12/28/2025 620 words 3 min read

Bitcoin Sees Unusual Short-Term Supply Spike, Raising Bearish Flags

Bitcoin Sees Unusual Short-Term Supply Spike, Raising Bearish Flags

Overview

Bitcoin has experienced a notable supply spike among short-term holders, raising concerns about potential bearish market conditions. Following a short squeeze in mid-December, the cryptocurrency has struggled to gain any significant price traction, leading analysts to highlight troubling trends in market behavior.

Current Market Situation

Since the short squeeze in mid-December, Bitcoin’s price has remained stagnant, facing multiple rejections around the $90,000 zone. Currently, it is consolidating within the $87,000 range as investors wait for a clearer market direction. Pseudonymous analyst Sunny Mom has pointed out that recent on-chain analysis indicates a prevailing bearish sentiment that may persist in the months ahead. This sentiment follows a prolonged corrective phase that took place in October and November.

Short-Term Holder Dynamics

In a recent QuickTake post, Sunny Mom discussed the BTC HODL waves, which reflect an increase in the proportion of coins held by short-term holders (STHs). This rise has coincided with falling prices, which is atypical since such increases usually indicate the entry of fresh capital into the market ahead of potential rallies. However, Mom characterizes this current trend as “passive bag-holding” rather than a sign of new investments.

Investors who purchased Bitcoin during the $120,000 rally in October, driven by fear of missing out (FOMO), and those who bought during the dip in November now find themselves with unrealized losses. This situation creates a price dynamic that alters market behavior, where each relief rally is met with selling pressure from these holders attempting to exit at breakeven. Consequently, this expanding cohort of short-term holders acts more like a ceiling on price increases rather than a supportive floor.

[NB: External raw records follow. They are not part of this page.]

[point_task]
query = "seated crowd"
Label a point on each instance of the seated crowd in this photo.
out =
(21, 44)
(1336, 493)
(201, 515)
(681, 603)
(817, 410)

Emotional Toll and Market Behavior

Mom notes that the emotional strain on the market is becoming increasingly evident on-chain. Since the liquidations in October, there have been repeated spikes in Net Realized Loss (NRL), suggesting that capitulation is occurring as investors lock in losses following months of holding. This process is described as a “dull knife” cutting deep, indicating that weaker hands are being forced out of the market, not via a singular event but through prolonged exhaustion.

Demand Vacuum and Market Outlook

In further analysis, Mom attributes the bearish market setup to a demand vacuum. Exchange reserves are currently near multi-year lows, indicating limited immediate sell-side liquidity. Meanwhile, long-term holders (LTHs) appear disinterested in selling their coins, suggesting that conviction capital remains intact. The primary issue seems to be on the demand side, as new buyers are hesitant to enter the market amid ongoing macroeconomic uncertainty. This lack of demand results in thin order books, meaning even small amounts of sell pressure can lead to significant price drops.

While some market observers speculate on a potential recovery in the first quarter of 2026, citing anticipated rate cuts and improved global liquidity, Mom believes that Bitcoin may need a “final shakeout” to address the current imbalance. He indicates that a potential decline below $80,000 could serve as a liquidity hunt, flushing out remaining weak hands and allowing larger holders to reaccumulate.

From author

The prevailing analysis of Bitcoin’s market behavior highlights the complexities surrounding short-term holders and the emotional dynamics at play. As the market continues to navigate through these challenges, investor sentiment will be critical in determining future price movements.

Impact on the crypto market

  • Increased short-term holder supply raises concerns about sustained bearish pressure.
  • Emotional strain visible on-chain, with repeated spikes in Net Realized Loss indicating capitulation.
  • Demand vacuum creates a challenging environment for price recovery.
  • Limited immediate sell-side liquidity due to low exchange reserves.
  • Potential for further price declines as weak hands are flushed out.
  • Larger holders may be positioned to reaccumulate if market conditions stabilize.